This is a brutally honest film made by mature adults for mature adults that remains a career high for all involved. It has actually become better with age, ageless in some respects and makes for compelling viewing from start to finish. Sadly, Bergman would only make a few more feature films (despite doing all kinds of television in the same period) and it remains something very special worth going out of your way for, but expect the unexpected.


Extras include a thick paper pullout on the film including informative text and an essay by film scholar Emma Wilson, while the Blu-ray adds a 2001 introduction by Bergman, new interview with actor Harriet Andersson, conducted by film scholar Peter Cowie, new video essay on the film's visuals by filmmaker : : kogonada called On Solace, behind-the-scenes footage with commentary by Cowie, Ingmar Bergman: Reflections on Life, Death, and Love with Erland Josephson (2000, 52 minutes), an interview with Bergman and his longtime collaborator and the Original Theatrical Trailer.



Needless to day it is not easy to tell a story in images and especially now more than ever, silence.
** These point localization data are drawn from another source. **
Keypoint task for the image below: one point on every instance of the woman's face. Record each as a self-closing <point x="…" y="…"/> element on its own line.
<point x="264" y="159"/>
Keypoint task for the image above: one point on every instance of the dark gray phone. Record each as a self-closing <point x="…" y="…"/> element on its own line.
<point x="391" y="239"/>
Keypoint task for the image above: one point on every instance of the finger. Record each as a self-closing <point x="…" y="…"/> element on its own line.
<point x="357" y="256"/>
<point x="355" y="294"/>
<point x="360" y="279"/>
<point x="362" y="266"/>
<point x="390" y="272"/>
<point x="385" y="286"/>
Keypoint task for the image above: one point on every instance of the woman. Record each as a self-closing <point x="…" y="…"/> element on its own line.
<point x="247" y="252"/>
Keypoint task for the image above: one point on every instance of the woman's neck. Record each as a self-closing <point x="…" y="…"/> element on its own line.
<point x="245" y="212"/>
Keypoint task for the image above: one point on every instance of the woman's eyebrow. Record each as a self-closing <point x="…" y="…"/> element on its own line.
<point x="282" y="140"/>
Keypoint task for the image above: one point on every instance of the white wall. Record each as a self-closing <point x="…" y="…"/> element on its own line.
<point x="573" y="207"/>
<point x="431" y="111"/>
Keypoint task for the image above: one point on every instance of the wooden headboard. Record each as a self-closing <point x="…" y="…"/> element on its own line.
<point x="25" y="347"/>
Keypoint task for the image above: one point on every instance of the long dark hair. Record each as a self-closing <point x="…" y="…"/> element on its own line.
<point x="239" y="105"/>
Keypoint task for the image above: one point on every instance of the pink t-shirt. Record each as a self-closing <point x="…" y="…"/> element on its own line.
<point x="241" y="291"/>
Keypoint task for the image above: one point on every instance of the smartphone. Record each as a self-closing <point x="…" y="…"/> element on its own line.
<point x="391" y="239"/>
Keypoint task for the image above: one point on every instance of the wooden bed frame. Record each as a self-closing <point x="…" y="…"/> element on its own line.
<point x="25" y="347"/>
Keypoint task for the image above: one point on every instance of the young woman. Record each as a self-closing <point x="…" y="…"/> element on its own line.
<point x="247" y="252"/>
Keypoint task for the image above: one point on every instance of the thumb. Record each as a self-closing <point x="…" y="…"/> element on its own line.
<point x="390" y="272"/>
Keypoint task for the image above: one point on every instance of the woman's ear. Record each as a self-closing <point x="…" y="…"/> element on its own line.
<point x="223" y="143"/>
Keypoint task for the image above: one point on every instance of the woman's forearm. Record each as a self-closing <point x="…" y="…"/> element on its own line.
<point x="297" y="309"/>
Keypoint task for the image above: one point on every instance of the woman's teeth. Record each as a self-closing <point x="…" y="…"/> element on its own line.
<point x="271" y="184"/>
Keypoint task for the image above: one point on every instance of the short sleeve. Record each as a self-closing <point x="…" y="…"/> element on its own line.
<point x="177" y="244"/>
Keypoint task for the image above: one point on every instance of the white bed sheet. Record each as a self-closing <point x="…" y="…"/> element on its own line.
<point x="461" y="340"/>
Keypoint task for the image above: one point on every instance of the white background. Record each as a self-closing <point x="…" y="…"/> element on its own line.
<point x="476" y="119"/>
This is also what Ben Rivers and Ben Russell try in A Spell To Wart Off The Darkness (2013) with a lone, unidentified man traveling in the middle of nowhere, finding nature, eventually people doing different things (like a Heavy Metal group doing swordplay) and other abstract moments make this at least ambitious in the fact it tries to get the viewer to break with the rapid pace of an increasingly technologized world. However, this becomes disjoined, has only limited points, sometimes seemed unlikely and for being writerly, did not stay with me.


Still, if you are curious about this kind of cinema, and it is cinema, then you'll want to see it. Otherwise, you might not be so amused.


Extras include a Director's Notes section inside the paper sleeve in the cover and a short the duo made called Call No Man Happy Until He Is Dead aka Vikings which is along the lines of the feature here.



The 1080p 1.66 X 1 digital High Definition image transfer on Cries looks incredibly good, especially since Bergman uses red and that is the toughest color in HD, but this 2K scan form the original 35mm camera negative makes the film look as great as it ever has outside of the best 35mm and 16mm film prints. This is some of Director of Photography Sven Nykvist's greatest camerawork and the advanced use of color is still amazing to this day. The anamorphically enhanced 1.85 X 1 image on Spell is nicely shot for a new, naturalistic shoot, but is a little soft throughout.


The PCM 1.0 Mono on Cries comes from its 17.5mm magnetic soundmaster sounding just fine throughout for a quiet film that has its share of music, talk and sound effects. I cannot imagine it sounding any better. The lossy Dolby Digital 5.1 on Spell is very underused to the point that you might think the sound is missing like a defect from the DVD, but it is there. Just don't expect much activity and be careful of volume switching and high playback levels.